In the nine-part series Anonymous Travelogue – Poetics of Flora & Fauna, Aslam paid homage to an anonymous 19th-century Indian female illustrator whose botanical drawings she discovered in the RBGE archive. Rendered in watercolor and graphite on wasli, her compositions floated native flora in surreal, dreamlike spaces—subverting colonial taxonomy and reclaiming the aesthetics of observation. These delicate works acted as counter-maps: instead of categorizing plants for imperial use, Aslam released them into visual reverie and poetic reimagination.

Aslam’s Island – Conceiving Ecotopia, a 3D-printed topographic model, offered another spatial metaphor. It imagined self-sufficient living as sculptural terrain—an abstract, miniature world of nested possibilities. Her installation Eco-Thought Experiments extended this idea through collage and mind maps, inviting viewers into speculative futures shaped by ecological consciousness and material memory.

Even the film component, a 10–12 minute collaborative piece, offered a visual meditation on time, decay, and elemental beauty. Through shots of lightning-struck skies, cracked terracotta, and blooming flora, Aslam treated the camera as a witness, attuned to cycles of renewal and loss.

While one might trace echoes of 1960s–70s Land Art—particularly in her sensitivity to time, terrain, and the land as co-creator—Aslam’s gestures are inherently restorative and feminist.
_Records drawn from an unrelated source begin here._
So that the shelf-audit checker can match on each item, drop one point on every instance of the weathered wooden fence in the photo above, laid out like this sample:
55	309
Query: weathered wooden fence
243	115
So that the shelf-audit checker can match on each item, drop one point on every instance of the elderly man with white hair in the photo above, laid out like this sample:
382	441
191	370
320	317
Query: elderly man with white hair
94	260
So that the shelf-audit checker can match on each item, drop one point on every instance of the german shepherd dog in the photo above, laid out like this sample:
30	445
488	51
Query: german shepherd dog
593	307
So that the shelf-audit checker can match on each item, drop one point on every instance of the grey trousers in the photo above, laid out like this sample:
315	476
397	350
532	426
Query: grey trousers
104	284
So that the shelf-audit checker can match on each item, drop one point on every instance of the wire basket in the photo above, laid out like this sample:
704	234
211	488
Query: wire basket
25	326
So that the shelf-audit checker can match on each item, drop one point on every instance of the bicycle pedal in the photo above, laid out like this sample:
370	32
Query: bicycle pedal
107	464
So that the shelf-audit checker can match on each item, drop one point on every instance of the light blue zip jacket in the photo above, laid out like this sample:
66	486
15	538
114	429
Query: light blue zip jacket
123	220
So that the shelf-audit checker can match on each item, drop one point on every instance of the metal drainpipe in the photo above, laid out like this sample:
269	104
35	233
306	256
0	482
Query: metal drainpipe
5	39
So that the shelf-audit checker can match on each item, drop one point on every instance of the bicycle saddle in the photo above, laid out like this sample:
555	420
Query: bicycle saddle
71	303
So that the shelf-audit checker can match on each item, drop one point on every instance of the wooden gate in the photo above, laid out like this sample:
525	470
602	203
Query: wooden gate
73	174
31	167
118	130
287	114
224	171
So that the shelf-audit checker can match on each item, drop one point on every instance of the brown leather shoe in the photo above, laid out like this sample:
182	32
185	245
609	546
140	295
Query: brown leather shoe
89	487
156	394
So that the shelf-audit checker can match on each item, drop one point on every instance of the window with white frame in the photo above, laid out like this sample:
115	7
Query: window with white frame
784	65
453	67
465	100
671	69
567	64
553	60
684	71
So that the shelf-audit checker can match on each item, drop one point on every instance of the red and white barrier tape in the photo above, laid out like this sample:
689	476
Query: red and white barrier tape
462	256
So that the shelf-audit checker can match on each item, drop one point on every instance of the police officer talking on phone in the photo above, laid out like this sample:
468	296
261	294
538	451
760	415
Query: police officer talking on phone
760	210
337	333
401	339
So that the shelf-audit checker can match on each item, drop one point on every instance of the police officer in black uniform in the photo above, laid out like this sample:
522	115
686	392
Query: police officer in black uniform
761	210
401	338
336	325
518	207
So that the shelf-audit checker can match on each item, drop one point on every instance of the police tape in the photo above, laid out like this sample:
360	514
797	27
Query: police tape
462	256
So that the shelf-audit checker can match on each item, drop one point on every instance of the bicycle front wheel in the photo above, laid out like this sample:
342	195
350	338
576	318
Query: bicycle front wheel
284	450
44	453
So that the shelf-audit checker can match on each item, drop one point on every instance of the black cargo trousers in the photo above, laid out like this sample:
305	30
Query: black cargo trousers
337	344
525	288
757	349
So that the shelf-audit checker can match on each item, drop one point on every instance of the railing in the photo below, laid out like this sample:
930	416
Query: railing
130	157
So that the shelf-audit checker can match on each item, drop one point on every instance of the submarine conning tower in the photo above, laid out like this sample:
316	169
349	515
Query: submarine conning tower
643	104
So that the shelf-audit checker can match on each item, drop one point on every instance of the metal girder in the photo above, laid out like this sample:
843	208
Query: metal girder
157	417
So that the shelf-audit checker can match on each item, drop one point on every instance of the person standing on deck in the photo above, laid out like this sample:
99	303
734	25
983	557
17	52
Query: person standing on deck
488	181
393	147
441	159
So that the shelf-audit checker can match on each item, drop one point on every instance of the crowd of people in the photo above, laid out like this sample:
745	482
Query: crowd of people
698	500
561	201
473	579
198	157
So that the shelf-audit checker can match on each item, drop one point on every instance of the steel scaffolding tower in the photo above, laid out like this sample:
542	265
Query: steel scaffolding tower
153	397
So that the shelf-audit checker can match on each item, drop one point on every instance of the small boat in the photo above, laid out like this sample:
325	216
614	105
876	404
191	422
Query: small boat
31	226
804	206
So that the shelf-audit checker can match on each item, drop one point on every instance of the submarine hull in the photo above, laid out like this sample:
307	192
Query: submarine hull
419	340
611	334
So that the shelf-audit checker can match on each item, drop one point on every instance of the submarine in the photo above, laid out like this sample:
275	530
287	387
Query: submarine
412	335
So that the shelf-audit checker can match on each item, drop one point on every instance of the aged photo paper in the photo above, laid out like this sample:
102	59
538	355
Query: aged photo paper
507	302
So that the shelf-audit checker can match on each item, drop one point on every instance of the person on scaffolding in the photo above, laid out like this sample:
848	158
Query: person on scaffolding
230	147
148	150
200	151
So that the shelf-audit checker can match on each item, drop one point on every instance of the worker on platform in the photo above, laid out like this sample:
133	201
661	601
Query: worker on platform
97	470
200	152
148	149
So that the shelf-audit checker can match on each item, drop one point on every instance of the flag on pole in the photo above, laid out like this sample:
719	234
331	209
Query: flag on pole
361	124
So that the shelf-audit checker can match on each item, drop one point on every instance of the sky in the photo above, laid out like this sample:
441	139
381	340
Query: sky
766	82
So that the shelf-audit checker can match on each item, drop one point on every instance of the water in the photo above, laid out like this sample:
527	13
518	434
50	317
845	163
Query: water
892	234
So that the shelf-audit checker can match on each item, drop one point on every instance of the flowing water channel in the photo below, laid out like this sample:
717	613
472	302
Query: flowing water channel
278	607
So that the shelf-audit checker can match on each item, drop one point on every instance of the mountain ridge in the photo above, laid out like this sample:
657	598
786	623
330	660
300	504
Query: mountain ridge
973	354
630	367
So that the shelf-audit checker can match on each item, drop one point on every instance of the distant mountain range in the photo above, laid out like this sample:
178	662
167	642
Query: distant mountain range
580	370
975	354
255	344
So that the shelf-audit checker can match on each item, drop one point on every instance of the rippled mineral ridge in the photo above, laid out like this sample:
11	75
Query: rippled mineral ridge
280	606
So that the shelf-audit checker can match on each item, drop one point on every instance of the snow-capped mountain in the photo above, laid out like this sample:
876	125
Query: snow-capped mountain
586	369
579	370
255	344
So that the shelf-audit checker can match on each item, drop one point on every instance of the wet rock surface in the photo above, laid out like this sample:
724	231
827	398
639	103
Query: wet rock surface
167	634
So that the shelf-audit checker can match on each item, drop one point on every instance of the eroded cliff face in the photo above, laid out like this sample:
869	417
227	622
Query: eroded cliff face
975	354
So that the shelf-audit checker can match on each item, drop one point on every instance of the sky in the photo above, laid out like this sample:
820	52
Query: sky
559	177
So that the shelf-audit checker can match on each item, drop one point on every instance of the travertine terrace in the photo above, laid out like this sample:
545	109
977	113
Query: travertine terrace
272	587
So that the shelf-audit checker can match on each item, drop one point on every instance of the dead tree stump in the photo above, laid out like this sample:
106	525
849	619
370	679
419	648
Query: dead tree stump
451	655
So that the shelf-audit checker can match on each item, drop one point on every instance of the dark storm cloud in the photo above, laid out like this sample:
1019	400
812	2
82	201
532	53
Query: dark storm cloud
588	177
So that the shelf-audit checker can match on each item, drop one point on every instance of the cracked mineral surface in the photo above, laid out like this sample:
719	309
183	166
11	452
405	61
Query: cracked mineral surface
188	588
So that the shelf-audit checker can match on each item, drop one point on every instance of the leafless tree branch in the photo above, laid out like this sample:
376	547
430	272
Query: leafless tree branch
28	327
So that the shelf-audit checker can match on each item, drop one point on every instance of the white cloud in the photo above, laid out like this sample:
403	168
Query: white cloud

Unlike Robert Smithson’s Spiral Jetty (1970), which monumentalized entropy, Aslam’s interventions dwell in care, intimacy, and quiet acts of resistance. Her land is not marked but held.

Sana Bilgrami, in her curatorial note, writes of embracing diversity as a radical act of resilience in an age of climate catastrophe and cultural rupture. Aslam’s work answered that call, not through spectacle, but through an archival tenderness that asks us to slow down, relearn, and re-root ourselves in ecological empathy.